Unexpected allocatable behaviour

Help
1

I’m trying to better understand allocatable, something that I don’t fully understand and feel like could introduce a ton of hard-to-find errors is that I can access any index even if I haven’t allocated the array up to that dimension. A simple example would be this:

program main
    implicit none
    real, allocatable :: x(:, :)
    integer :: i

    allocate(x(2, 2))

    x(1, :) = [1, 2]
    x(2, :) = [3, 5]

    do i=1, 10
        print *, x(i, :)
    end do

end program main

which outputs:

  1.00000000       2.00000000
   3.00000000       5.00000000
   0.00000000       0.00000000
   2.00000000       1.68919523E-40
   5.00000000       0.00000000
   0.00000000       0.00000000
   1.68919523E-40   0.00000000
   0.00000000       0.00000000
   0.00000000       0.00000000
   0.00000000       0.00000000

I would expect an error after i=3 but that’s not the case. Is there any way to avoid this behavior?

1 Like
2

Hi! yes, there is the “-check bounds” (ifort) flag that can help you out! this might take a bit of performance out of your execution but the code will indeed be much more reliable

image
image798×315 12.6 KB

Without the flag:
image

For gfortran check this thread: fortran - gfortran -fbounds-check doesn't always work? - Stack Overflow

3

Fortran does not have any automatic bounds check. And it has nothing to do with allocatables. You will get similar results with a “static” array.

4

@fedebenelli ,

Your concerns are legit, 'most everyone can empathize with you and relate to your needs.

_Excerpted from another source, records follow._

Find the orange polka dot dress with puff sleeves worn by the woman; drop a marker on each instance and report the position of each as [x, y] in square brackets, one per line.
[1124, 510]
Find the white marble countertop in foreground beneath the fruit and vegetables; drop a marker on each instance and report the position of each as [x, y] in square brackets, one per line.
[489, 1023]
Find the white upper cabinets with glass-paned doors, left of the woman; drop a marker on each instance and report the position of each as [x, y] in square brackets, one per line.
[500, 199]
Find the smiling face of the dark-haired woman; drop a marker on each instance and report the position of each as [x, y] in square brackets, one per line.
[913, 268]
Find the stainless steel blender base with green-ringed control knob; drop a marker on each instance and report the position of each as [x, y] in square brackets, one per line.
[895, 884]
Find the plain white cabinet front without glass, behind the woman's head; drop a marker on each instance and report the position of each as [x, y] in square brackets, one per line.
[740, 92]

Under the circumstances, you may want to consider the following:

  1. see if it is viable for you to use more than Fortran compiler to test your code and luckily in this respect, you have the advantage of tapping into gfortran, Intel Fortran, LFortran, etc.
  2. view the compiler as two different ones, a debugging compiler and an optimizing one. Use the former during your development and the latter to achieve peak performance. Then with the debugging compiler (e.g., with -g compiler option), look into the available options such as with Intel Fortran’s -check:bounds, -check:pointer, etc. to test drive your code. Other compilers may offer similar or other options, check their documentation.
  3. Also, see if defensive programming is possible for you. Fortran language offers some “tools” for the same. For example, with the code in the original post, you can do
   real, allocatable :: x(:, :)
   integer :: i

   allocate(x(2, 2))

   x(1, :) = [1, 2]
   x(2, :) = [3, 5]

   if ( allocated(x) ) then 
      do i = lbound(x,dim=1), ubound(x,dim=1)
        print *, x(i, :)
      end do
   end if

end

which will output:

C:\temp>gfortran -ffree-form p.f -o p.exe

C:\temp>p.exe
   1.00000000       2.00000000
   3.00000000       5.00000000

Best,

5

Runtime checks like bound-checking can be computationaly expensive, and Fortran is traditionnally targeting high performance computing. That’s why the standard doesn’t require the compilers to perform runtime checks, and that’s why the compilers do not apply them by default.

6

A good point is that Fortran arrays begin at 1 by default, so bound errors are less frequent than in C… :grinning:

7

Hi @fedebenelli,

Your “which outputs:” shows output that is different from @hkvzjal’s expected output, without any “check bounds” , as for i=3 you are reporting 0 0. This is surprising.
Can you report the compiler, OS and compile options you used ?

I am not sure if @FortranFan 's approach helps, as to me, the allocate(x(2,2)) is fairly clear. I can’t see any justification for suggesting the x(2,2) allocated status has changed.

As for using i > 2, although it is out of bounds, the memory referencing should not produce the unusual results you are reporting.
I would expect x(3,1) would be the equivalent to array address x(1,2), as based on your code example, there is no reason to suggest the array is not using contiguous memory.